Ilham menilai ada kekeliruan dalam penetapannya sebagai tersangka. Namun Ilham menolak menjelaskan pertimbangan hukum yang membuat pihaknya menyimpulkan perlu mengajukan praperadilan.
Pengacara Ilham, Nasiruddin Pasigai, membenarkan adanya rencana mengajukan permohonan gugatan praperadilan tersebut. Namun permohonan itu belum akan diajukan secara resmi dalam waktu dekat. "Kami menganggap waktunya belum tepat," kata Nasiruddin.

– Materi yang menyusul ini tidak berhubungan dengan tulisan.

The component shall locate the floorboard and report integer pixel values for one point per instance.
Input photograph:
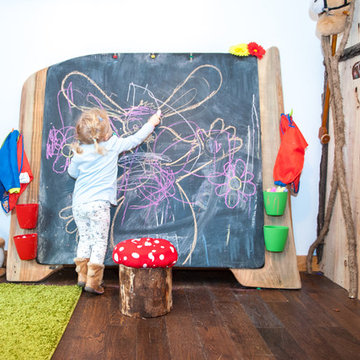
(214, 317)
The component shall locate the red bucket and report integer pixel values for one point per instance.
(26, 246)
(27, 215)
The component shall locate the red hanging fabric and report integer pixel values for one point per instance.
(290, 158)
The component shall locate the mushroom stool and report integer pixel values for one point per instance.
(145, 275)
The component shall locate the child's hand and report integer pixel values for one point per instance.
(155, 119)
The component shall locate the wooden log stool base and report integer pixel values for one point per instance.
(145, 275)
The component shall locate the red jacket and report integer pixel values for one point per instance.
(290, 158)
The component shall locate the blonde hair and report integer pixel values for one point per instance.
(92, 127)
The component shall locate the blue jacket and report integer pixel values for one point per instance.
(9, 170)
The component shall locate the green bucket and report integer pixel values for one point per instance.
(275, 202)
(275, 237)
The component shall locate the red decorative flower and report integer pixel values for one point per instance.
(256, 50)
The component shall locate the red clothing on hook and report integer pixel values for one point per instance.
(290, 158)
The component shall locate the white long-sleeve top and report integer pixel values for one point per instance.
(96, 174)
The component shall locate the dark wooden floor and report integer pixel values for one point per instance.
(214, 317)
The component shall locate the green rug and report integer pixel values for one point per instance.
(33, 318)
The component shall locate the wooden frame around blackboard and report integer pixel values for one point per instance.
(280, 269)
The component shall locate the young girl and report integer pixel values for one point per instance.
(94, 166)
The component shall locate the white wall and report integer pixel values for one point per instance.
(40, 33)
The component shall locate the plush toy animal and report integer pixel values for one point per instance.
(2, 256)
(331, 15)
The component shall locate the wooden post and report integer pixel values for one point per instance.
(145, 293)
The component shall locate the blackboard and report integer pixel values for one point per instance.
(196, 181)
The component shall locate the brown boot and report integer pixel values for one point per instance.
(81, 269)
(94, 278)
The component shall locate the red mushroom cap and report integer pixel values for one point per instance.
(145, 253)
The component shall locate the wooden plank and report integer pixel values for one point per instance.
(238, 324)
(280, 269)
(209, 327)
(335, 257)
(184, 341)
(30, 125)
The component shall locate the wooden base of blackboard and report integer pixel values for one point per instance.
(280, 269)
(30, 125)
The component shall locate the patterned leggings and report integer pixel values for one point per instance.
(93, 221)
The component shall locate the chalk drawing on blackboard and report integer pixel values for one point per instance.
(151, 182)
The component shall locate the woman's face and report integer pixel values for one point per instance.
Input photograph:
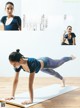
(9, 9)
(69, 30)
(15, 64)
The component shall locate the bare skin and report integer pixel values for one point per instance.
(24, 64)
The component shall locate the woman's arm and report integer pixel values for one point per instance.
(15, 82)
(31, 80)
(74, 41)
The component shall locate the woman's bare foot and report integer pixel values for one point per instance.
(63, 82)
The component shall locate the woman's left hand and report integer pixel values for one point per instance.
(27, 102)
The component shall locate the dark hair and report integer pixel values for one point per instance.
(69, 26)
(9, 3)
(16, 56)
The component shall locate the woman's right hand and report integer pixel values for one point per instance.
(10, 98)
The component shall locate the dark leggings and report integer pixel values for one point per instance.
(52, 64)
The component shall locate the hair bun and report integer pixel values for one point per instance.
(18, 50)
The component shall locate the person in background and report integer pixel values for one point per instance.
(10, 21)
(69, 37)
(33, 66)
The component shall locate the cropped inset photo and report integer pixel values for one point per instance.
(69, 37)
(10, 15)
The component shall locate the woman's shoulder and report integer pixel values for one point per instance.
(17, 17)
(73, 34)
(4, 17)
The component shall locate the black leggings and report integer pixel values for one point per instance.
(51, 64)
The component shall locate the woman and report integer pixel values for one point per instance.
(10, 21)
(69, 38)
(32, 65)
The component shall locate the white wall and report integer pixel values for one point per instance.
(44, 43)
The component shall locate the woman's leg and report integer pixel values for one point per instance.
(56, 63)
(54, 73)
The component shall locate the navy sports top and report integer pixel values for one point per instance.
(70, 40)
(14, 25)
(33, 64)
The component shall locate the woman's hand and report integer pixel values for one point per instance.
(27, 102)
(10, 98)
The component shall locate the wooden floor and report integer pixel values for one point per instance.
(67, 100)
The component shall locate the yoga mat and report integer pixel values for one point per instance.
(41, 94)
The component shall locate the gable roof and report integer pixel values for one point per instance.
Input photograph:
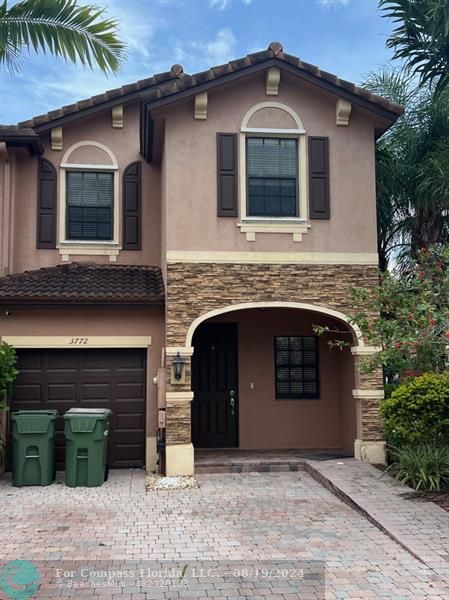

Nasiruddin mengatakan materi hukum penetapan Ilham sebagai tersangka masih terus dikaji, termasuk pertimbangan untung-rugi bila gugatan jadi dilakukan. "Kami tidak ingin asal seruduk karena jangan sampai klien kami bisa tersudut dengan praperadilan itu."
Ihwal kasus yang menjerat kliennya, Nasiruddin menilai tidak ada penyimpangan dalam kerja sama itu. Proses itu, kata dia, sudah sesuai dengan mekanisme hukum yang berlaku. Ilham pun, kata dia, hanya memberikan rekomendasi. "Kerja sama sepenuhnya dilaksanakan direksi PDAM."
Nasiruddin menilai rekomendasi Badan Pemeriksa Keuangan yang meminta pemerintah memutus kontrak kerja sama jika merugikan negara tidak bisa serta-merta dilakukan. Sebab pemerintah dan rekanan telah terikat kontrak, sehingga pemutusan sepihak dapat berimplikasi hukum.
Kepala Bagian Pemberitaan dan Informasi KPK Priharsa Nugraha membenarkan adanya gugatan praperadilan dari tersangka kasus dugaan korupsi PDAM itu. "Gugatan praperadilan itu atas nama IAS," kata Priharsa.
Ilham ditetapkan sebagai tersangka bersama Direktur Utama PT Traya Tirta Makassar Hengky Widjaja pada 7 Mei 2014. Keduanya dinilai melakukan tindak pidana korupsi secara bersama-sama dan menyalahgunakan wewenang. Keduanya dijerat Pasal 2 dan Pasal 3 Undang-Undang Pemberantasan Tindak Pidana Korupsi.
BPK telah melakukan audit untuk menilai kerugian negara akibat kerja sama itu. Nilai kerugian negara menurut audit itu sekitar Rp 38 miliar. BPK juga menemukan adanya potensi kerugian negara dalam tiga kerja sama PDAM dengan pihak swasta lain.